The former ABC journalist admitted that Ginsburg said the protests during the national anthem showed “contempt for a government that has made it possible for their parents and grandparents to live a decent life.” Ginsburg also seemed to say that the anti-American criticism is also ill-educated.
(Eugene Gologursky/Getty Images for Berggruen Institute)
But Couric admitted that she edited out the comments that liberals would not like because she wanted to “protect” Ginsburg from left-wing criticism. Ginsburg’s comments, Couric felt, were “unworthy of a crusader for equality.” Couric also insisted that racial justice was a “blind spot” for the justice.
The day after her interview, the head of public affairs for the Supreme Court reached out to Couric to insist that Ginsburg “misspoke” about Kaepernick and wanted those comments stricken from the story. Couric added that she felt “conflicted” about the comments because she wanted to protect the justice from criticism.
Couric went on to admit that she contacted fellow journalist David Brooks, who offered a cure for the problem by making the assumption that Ginsburg “probably didn’t understand the question.” After the consultation with Brooks and the plea from the court’s PR flack, Couric removed much of what Ginsburg had to say about Kaepernick.
Since these admissions have been revealed, many have charged Couric with a lack of journalistic ethics for protecting Ginsburg from liberal criticism. But Couric claims that the edits are no big deal and that journalists make “editorial decisions” all the time.

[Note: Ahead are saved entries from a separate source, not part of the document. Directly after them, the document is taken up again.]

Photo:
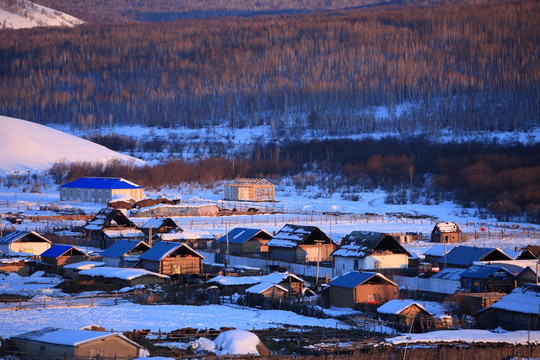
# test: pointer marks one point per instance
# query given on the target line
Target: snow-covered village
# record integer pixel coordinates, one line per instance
(353, 179)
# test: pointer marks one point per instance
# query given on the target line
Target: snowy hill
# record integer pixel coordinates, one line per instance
(19, 14)
(29, 146)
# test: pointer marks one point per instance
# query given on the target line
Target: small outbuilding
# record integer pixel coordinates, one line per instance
(172, 258)
(446, 232)
(242, 189)
(58, 344)
(29, 242)
(99, 189)
(360, 288)
(242, 241)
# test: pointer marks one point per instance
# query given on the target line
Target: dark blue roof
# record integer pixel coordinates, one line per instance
(57, 250)
(121, 247)
(483, 272)
(240, 235)
(353, 279)
(101, 183)
(466, 255)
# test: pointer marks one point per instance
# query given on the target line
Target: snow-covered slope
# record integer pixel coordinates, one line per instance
(19, 14)
(29, 146)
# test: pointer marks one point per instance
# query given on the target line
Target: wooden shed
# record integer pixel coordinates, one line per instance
(59, 254)
(356, 288)
(242, 241)
(59, 344)
(446, 232)
(29, 242)
(242, 189)
(172, 258)
(300, 244)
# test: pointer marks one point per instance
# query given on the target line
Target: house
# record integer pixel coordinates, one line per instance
(124, 277)
(241, 241)
(108, 226)
(434, 253)
(464, 256)
(171, 258)
(242, 189)
(300, 244)
(483, 278)
(369, 250)
(124, 253)
(359, 288)
(516, 311)
(99, 189)
(159, 226)
(406, 315)
(29, 242)
(59, 255)
(446, 232)
(59, 344)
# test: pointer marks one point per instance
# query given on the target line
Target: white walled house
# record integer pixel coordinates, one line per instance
(369, 250)
(99, 189)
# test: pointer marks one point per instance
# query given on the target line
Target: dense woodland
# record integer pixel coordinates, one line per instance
(500, 178)
(463, 67)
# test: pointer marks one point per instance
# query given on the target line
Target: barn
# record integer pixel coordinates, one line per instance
(99, 189)
(242, 189)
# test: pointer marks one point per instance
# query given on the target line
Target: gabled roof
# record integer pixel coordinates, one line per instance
(466, 255)
(364, 243)
(523, 299)
(355, 278)
(291, 236)
(157, 223)
(58, 250)
(26, 236)
(123, 246)
(164, 248)
(242, 235)
(446, 227)
(484, 272)
(262, 287)
(101, 183)
(68, 337)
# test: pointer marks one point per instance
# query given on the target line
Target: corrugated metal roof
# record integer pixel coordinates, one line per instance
(122, 247)
(241, 235)
(20, 234)
(163, 249)
(101, 183)
(58, 250)
(355, 278)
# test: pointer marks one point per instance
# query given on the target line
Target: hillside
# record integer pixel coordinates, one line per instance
(26, 146)
(19, 14)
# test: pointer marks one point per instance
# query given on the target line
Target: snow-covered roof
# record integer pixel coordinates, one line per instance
(262, 287)
(290, 236)
(19, 235)
(101, 183)
(120, 273)
(364, 243)
(354, 278)
(438, 250)
(446, 227)
(123, 233)
(68, 337)
(122, 247)
(84, 265)
(273, 278)
(163, 249)
(241, 235)
(523, 299)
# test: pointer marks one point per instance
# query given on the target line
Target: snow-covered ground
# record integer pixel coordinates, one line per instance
(28, 14)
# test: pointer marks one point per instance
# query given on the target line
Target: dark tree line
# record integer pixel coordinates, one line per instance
(464, 67)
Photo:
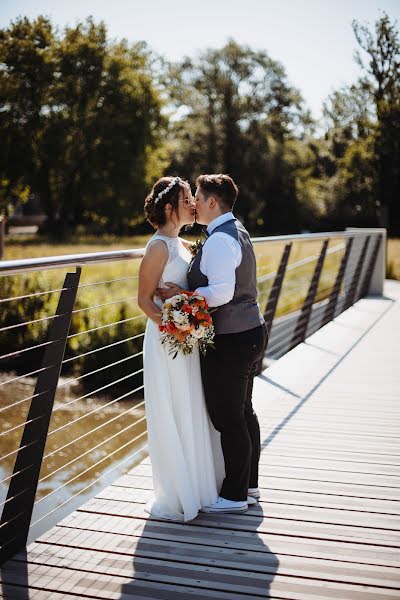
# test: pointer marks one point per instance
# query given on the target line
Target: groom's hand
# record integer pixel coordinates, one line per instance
(167, 292)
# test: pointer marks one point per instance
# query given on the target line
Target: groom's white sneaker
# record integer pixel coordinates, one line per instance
(222, 505)
(254, 493)
(251, 500)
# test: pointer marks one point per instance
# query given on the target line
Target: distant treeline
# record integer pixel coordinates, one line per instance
(87, 125)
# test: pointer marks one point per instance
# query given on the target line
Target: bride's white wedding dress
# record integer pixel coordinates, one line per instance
(184, 448)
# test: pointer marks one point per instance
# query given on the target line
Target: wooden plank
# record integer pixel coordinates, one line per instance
(234, 539)
(294, 484)
(343, 477)
(254, 560)
(281, 509)
(87, 577)
(270, 497)
(256, 522)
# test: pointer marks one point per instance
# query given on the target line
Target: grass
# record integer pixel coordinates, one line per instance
(393, 259)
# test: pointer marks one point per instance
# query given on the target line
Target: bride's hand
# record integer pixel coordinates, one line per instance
(167, 292)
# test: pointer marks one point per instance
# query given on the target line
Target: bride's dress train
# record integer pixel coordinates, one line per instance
(184, 448)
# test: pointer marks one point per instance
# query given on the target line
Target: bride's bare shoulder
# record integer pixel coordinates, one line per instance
(156, 249)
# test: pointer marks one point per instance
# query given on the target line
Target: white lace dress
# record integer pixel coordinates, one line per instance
(184, 448)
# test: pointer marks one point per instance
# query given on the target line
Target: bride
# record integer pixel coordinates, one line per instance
(184, 447)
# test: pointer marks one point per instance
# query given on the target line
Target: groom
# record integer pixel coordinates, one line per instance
(224, 272)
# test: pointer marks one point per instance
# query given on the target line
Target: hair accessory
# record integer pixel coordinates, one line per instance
(167, 189)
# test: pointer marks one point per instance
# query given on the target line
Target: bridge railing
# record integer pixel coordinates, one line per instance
(68, 438)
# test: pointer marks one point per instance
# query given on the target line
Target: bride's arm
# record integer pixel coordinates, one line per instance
(150, 272)
(186, 243)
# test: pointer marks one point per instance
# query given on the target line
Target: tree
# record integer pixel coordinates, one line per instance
(82, 122)
(238, 111)
(26, 75)
(381, 78)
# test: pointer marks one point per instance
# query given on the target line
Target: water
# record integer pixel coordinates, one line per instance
(78, 456)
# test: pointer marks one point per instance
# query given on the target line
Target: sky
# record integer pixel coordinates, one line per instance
(313, 39)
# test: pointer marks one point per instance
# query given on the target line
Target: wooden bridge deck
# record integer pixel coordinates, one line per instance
(328, 523)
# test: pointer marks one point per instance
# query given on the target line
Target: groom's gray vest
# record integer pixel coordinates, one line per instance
(242, 312)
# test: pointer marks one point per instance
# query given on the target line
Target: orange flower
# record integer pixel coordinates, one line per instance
(170, 327)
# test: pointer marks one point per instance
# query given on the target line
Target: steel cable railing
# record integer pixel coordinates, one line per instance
(81, 437)
(294, 278)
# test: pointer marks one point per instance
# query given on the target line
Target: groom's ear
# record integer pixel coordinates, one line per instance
(212, 201)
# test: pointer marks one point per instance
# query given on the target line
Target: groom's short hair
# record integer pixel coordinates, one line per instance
(221, 186)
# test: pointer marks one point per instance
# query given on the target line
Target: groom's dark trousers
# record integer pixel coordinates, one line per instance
(228, 373)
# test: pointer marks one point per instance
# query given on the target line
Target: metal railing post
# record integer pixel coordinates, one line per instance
(276, 288)
(17, 512)
(299, 333)
(351, 294)
(329, 313)
(370, 269)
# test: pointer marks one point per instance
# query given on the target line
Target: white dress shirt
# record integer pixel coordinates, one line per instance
(221, 256)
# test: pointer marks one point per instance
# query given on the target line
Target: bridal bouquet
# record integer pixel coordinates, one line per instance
(186, 323)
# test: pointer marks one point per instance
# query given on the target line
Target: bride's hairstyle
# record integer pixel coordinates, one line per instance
(221, 186)
(165, 191)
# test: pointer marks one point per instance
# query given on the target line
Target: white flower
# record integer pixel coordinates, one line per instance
(180, 318)
(199, 332)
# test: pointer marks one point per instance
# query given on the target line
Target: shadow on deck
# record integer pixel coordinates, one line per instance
(329, 519)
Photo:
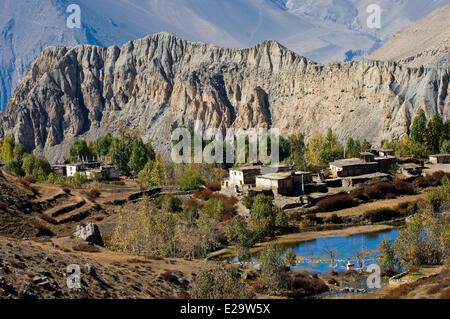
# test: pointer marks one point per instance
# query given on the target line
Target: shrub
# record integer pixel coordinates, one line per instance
(404, 188)
(203, 194)
(420, 182)
(93, 193)
(382, 214)
(48, 219)
(169, 203)
(169, 277)
(358, 194)
(214, 208)
(335, 202)
(334, 219)
(379, 190)
(215, 186)
(190, 180)
(86, 248)
(220, 283)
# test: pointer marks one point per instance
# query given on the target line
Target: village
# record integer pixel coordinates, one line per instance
(293, 189)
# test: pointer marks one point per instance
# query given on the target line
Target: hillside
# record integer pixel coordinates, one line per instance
(426, 42)
(162, 81)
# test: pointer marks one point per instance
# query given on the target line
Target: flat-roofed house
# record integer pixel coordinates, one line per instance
(440, 159)
(280, 183)
(353, 167)
(244, 175)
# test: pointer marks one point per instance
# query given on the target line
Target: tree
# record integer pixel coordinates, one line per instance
(37, 167)
(138, 157)
(389, 261)
(297, 149)
(352, 148)
(271, 263)
(7, 149)
(220, 283)
(419, 127)
(102, 145)
(445, 147)
(290, 258)
(214, 208)
(190, 180)
(153, 174)
(434, 131)
(15, 166)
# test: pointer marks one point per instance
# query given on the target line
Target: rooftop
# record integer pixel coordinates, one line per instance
(351, 162)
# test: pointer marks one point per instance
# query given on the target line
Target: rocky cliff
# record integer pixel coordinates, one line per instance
(160, 82)
(426, 42)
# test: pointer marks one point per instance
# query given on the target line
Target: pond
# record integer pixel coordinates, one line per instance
(313, 256)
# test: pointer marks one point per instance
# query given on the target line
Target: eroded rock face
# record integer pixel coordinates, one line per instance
(160, 82)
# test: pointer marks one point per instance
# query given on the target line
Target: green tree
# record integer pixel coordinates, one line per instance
(352, 148)
(102, 145)
(271, 262)
(214, 208)
(190, 179)
(7, 149)
(389, 262)
(37, 167)
(445, 147)
(138, 157)
(434, 131)
(290, 259)
(80, 150)
(15, 166)
(419, 127)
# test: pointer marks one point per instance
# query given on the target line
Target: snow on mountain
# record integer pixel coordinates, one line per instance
(322, 30)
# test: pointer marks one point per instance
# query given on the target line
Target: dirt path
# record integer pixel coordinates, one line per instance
(361, 209)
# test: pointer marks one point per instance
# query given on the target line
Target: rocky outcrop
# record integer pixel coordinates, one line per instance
(160, 82)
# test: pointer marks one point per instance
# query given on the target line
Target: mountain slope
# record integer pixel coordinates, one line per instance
(426, 41)
(160, 82)
(322, 30)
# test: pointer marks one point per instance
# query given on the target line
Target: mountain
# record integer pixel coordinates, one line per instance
(426, 42)
(322, 30)
(160, 82)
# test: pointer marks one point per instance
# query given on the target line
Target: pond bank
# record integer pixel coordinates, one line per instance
(305, 236)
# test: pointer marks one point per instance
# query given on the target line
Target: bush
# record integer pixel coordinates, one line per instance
(203, 194)
(93, 193)
(190, 180)
(358, 194)
(379, 190)
(420, 182)
(403, 187)
(86, 248)
(220, 283)
(335, 202)
(215, 186)
(334, 219)
(169, 203)
(214, 208)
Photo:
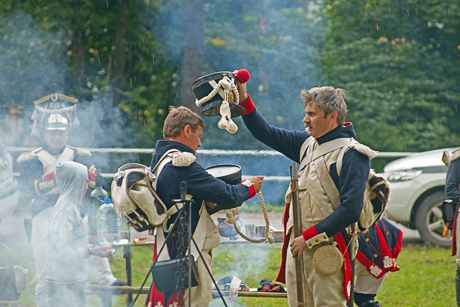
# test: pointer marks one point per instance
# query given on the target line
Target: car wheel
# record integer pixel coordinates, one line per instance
(429, 222)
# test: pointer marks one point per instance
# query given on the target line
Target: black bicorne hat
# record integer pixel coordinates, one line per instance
(204, 86)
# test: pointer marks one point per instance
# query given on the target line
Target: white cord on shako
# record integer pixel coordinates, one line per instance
(224, 88)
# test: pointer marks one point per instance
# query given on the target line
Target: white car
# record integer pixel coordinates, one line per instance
(417, 192)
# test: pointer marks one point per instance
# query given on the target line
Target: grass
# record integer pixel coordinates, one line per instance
(426, 277)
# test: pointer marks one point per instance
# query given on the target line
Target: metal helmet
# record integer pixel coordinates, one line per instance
(56, 122)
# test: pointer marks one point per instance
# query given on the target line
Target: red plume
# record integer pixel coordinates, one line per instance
(242, 75)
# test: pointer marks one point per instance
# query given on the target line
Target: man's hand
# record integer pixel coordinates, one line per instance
(256, 181)
(298, 246)
(104, 250)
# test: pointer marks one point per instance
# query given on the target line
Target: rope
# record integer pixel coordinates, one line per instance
(232, 220)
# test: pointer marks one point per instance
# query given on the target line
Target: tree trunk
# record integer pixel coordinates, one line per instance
(192, 65)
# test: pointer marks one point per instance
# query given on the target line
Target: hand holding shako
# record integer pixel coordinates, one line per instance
(242, 76)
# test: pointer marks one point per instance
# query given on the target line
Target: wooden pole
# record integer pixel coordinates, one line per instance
(297, 218)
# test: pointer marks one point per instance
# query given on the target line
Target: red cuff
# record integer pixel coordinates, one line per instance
(252, 191)
(91, 175)
(250, 185)
(248, 105)
(310, 233)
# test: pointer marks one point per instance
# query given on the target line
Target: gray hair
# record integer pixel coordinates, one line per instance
(328, 99)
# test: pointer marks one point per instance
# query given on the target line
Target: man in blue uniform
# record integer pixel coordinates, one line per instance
(182, 133)
(320, 145)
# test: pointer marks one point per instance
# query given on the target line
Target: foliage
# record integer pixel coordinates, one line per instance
(124, 61)
(399, 62)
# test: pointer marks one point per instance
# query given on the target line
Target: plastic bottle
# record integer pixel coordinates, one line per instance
(95, 204)
(108, 223)
(125, 232)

SANTA CLARA, CA – SEPTEMBER 12: Colin Kaepernick #7 and Eric Reid #35 of the San Francisco 49ers kneel in protest during the national anthem prior to playing the Los Angeles Rams in their NFL game at Levi’s Stadium on September 12, 2016 in Santa Clara, California. (Photo by Thearon W. Henderson/Getty Images)
“Well, I think what people don’t realize is we make editorial decisions like that all the time,” Couric told Today host Savannah Guthrie on Tuesday when Guthrie questioned the decision to edit the Ginsburg interview.
Couric added that since she has revealed the larger comments in her book, essentially, she committed no harm, no foul on disclosure. “And I chose to talk about this and put it in the book for a discussion. I mention that it was a conundrum, that I asked Justice Ginsburg about Colin Kaepernick and taking the knee and how she felt about that,” Couric exclaimed. “And I did include the fact that she said it was dumb and disrespectful, it was stupid and arrogant, and quite a bit of what she said.”
Still, the original interview materially softened Ginsburg’s criticism of Kaepernick and other NFL protesters. And the edits were done solely to safeguard Ginsburg’s standing as a hero with the left.